Does HDFC Infinia's 10X SmartBuy work for IndiGo tickets?
The 10X SmartBuy multiplier on HDFC Infinia primarily benefits Air India bookings through the SmartBuy portal. IndiGo's presence on the SmartBuy portal and any associated multiplier has varied over time — check the current HDFC SmartBuy listings at the time of booking. For IndiGo spend specifically, Axis Atlas's travel-category earn has typically been the stronger proposition.
Which airline programme should I transfer Axis Atlas Edge Miles to?
It depends on where you want to fly. Air India Flying Returns is the most natural choice for India-departing redemptions. Singapore Airlines KrisFlyer is the preferred choice if you want to redeem on SQ metal to Southeast Asia or Australia. British Airways Avios can work well for short-haul segments within Europe (the short-haul Avios pricing is distance-based and can be cheap for European hops). Check the current Axis Edge Miles partner list and transfer ratios — these have been updated before and will update again.
Should I book through OTAs to save money or direct to earn more miles?
Run the fare comparison on FlightGPT or an aggregator first. If the airline direct fare is within roughly ₹300–500 of the OTA fare, book direct — you get better post-booking service and the full miles earn. If the OTA is ₹800 or more cheaper (which does happen on competitive domestic routes), take the cash saving; the miles earn difference rarely makes up for a large fare gap on cheap tickets. On expensive tickets (₹20,000+ per person), the miles earn at 5X is more meaningful and the fare gap is proportionally smaller.
Are there credit card surcharges when booking IndiGo or Air India tickets?
Yes, both IndiGo and Air India typically charge a payment gateway or convenience fee on card transactions — the amount varies by fare class, route, and booking channel, and the airlines update these periodically. Check the payment screen during checkout for the exact current charge. On cheap domestic tickets, this fee can represent 3–5% of the base fare, which is worth factoring into your card-vs-UPI decision.
Does the Axis Atlas or Infinia fee make sense if I only fly 4–6 times a year?

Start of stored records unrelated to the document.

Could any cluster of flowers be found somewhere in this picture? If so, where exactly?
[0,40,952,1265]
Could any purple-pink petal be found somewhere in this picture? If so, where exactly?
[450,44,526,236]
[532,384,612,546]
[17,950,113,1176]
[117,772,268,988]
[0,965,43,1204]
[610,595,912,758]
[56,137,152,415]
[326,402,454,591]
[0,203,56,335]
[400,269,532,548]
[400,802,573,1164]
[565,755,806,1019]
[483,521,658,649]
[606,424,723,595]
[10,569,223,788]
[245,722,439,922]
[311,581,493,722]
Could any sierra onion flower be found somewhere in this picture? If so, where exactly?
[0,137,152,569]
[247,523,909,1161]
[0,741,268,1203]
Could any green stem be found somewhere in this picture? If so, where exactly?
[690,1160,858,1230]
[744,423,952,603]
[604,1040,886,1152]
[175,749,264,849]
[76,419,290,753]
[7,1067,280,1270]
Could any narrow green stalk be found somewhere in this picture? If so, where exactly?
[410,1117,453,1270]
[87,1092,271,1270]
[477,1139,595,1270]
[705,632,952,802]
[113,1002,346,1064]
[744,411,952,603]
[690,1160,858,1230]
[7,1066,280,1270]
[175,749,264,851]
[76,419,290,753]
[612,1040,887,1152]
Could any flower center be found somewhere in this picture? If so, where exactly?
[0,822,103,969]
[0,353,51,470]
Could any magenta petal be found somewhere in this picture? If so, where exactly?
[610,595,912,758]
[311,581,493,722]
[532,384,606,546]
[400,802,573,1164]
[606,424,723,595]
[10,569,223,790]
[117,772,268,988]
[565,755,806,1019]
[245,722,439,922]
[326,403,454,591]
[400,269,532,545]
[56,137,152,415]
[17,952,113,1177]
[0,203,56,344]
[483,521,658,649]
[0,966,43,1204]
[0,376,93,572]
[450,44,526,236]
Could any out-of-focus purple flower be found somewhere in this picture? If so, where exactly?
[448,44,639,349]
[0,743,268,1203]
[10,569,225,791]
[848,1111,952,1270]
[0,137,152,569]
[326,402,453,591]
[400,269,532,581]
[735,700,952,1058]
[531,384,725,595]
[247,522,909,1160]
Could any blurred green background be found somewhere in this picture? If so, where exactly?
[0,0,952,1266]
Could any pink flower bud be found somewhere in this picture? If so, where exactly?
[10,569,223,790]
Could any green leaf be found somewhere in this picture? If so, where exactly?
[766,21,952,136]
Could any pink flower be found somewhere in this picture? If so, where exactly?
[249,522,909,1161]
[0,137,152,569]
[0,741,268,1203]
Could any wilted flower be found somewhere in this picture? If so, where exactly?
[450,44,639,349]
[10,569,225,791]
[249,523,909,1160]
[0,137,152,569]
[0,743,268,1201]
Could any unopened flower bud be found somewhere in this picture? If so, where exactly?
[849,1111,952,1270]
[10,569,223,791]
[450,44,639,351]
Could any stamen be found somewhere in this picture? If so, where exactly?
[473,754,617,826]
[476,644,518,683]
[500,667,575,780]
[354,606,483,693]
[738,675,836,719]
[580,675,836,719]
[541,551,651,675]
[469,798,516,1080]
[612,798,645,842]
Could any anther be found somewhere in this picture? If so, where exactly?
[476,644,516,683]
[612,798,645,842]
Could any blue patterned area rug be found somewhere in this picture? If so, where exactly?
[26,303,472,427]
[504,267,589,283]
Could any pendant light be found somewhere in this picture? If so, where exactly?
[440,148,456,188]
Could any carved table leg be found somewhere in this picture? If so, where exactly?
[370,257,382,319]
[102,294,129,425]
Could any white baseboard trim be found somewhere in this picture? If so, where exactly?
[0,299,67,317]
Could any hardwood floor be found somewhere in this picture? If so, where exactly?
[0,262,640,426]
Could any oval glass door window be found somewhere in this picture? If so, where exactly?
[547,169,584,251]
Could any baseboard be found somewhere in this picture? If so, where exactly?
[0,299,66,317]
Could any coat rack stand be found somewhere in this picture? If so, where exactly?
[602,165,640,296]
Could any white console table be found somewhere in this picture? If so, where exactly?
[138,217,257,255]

At 4–6 domestic return trips a year with average fares in the ₹6,000–₹12,000 range, the annual card fee (check the current fee on the bank's site) may or may not be covered by the miles earned — it depends on your average spend per booking and which programme you transfer to. Both cards tend to justify their fees more clearly when total travel spend crosses ₹3–4 lakh annually. Below that level, a zero-annual-fee travel card might make more sense — the welcome bonus in the first year can still make either card worthwhile for a one-time application.